What is Apache Drill
Apache Drill by Apache Foundation is the first open source implementation of the Google's Dremel paper for interactive query processing. Apache Drill provides low latency ad-hoc queries to many different data sources & nested data. Drill is designed to scale to 10,000 servers and query petabytes of data in seconds.
In a nutshell, Few key points about Apache Drill are:
- Inspired by Google's Dremel
- Supports standard SQL 2003
- Supports plug-able data sources (HBase, Mongo, HDFS etc)
- Supports nested data (JSON, ProtoBufs, Parquet etc)
- Supports optional schema
- Community driven
Where Apache Drill fits in
Apache Drill is designed as an answer to the Interactive queries problems that we face while dealing with huge data. A standard Drill Query might take 100ms - 3 minutes for its execution as compared to Apache Hadoop or HIVE/PIG. Below is a diagram to help you relate in terms of the execution times:
Drill is powerful
Below are few things that make Apache Drill really powerful:
- Speed: Apache Drill uses an efficient columnar storage format, an optimistic execution engine and a cache-conscious memory layout. Coordination, query planning, optimization, scheduling, and execution are all distributed throughout nodes in a system to maximize parallelization. Apache Drill is blazing fast. Period.
- Plug-able data sources: Apache drill brings in the support of pluggable data sources like HBase, Mongo, HDFS etc. It means that Drill will still work comfortably while your data is exploring new data stores.

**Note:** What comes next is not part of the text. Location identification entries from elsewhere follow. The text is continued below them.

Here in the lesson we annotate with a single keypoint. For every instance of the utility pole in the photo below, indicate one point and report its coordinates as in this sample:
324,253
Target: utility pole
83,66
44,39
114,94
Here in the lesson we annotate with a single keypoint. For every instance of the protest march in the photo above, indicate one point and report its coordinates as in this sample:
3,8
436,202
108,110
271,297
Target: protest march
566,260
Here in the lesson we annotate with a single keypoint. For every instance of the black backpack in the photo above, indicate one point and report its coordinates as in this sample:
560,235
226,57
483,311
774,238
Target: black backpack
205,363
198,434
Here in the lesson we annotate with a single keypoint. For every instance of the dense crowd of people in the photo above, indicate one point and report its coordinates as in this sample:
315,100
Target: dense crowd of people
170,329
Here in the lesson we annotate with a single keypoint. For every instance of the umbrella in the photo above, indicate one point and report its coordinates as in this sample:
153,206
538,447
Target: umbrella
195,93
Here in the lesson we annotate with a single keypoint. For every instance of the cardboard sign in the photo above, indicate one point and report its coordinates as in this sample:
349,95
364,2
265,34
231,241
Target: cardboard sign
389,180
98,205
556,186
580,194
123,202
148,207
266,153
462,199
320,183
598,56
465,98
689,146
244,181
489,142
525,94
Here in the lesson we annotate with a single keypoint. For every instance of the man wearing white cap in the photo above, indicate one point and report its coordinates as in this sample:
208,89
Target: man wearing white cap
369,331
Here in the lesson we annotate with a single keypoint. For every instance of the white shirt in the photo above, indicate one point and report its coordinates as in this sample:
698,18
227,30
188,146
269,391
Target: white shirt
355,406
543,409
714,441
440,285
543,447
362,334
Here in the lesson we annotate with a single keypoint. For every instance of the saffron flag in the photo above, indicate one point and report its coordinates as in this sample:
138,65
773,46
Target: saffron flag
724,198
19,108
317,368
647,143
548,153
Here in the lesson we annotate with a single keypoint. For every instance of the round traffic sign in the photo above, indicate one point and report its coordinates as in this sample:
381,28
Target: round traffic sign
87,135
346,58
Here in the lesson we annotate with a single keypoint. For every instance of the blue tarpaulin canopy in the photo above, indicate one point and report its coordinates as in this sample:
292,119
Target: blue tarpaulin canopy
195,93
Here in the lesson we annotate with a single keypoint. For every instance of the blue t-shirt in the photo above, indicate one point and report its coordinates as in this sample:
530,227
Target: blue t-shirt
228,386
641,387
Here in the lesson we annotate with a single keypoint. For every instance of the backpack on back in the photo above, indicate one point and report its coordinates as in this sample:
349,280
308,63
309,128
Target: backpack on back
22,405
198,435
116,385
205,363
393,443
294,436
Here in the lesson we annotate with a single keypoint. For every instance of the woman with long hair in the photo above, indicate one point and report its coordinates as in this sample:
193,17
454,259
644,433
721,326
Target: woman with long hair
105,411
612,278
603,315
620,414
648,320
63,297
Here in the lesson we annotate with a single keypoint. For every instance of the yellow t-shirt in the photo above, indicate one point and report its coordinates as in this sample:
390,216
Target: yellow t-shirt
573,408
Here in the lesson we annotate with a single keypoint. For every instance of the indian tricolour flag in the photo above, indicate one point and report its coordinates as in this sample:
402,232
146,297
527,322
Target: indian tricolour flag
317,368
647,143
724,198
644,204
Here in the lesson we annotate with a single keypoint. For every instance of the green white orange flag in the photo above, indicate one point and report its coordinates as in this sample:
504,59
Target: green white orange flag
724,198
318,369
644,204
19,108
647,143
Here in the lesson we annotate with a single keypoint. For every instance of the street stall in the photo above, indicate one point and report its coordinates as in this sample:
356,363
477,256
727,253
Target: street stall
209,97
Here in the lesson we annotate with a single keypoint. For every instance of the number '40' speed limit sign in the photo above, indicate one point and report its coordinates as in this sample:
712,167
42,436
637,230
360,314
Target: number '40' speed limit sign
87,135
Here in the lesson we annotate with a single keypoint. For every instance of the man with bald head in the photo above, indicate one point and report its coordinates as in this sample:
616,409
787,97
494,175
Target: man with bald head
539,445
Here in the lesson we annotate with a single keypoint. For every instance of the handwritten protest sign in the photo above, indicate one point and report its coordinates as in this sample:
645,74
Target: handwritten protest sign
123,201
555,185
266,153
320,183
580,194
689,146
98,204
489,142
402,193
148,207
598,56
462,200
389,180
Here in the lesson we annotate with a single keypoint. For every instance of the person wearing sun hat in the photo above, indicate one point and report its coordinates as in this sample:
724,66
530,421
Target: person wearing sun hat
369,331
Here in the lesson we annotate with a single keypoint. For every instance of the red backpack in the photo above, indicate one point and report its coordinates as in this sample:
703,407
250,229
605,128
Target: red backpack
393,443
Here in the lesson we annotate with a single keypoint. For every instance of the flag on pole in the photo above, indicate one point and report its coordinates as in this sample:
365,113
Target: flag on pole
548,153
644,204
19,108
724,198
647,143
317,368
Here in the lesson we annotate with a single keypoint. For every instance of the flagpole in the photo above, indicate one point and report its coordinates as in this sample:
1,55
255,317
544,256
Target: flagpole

- Nested data: With the support for data sources like HBase, Cassandra, MongoDB etc, Drill allows interactive analysis on all of your data, including nested and schema-less forms. Drill also supports querying against nested data formats like JSON and Parquet.
- Flexibility: Apache Dril strongly defined tiers and APIs for straightforward integration with a wide array of technologies.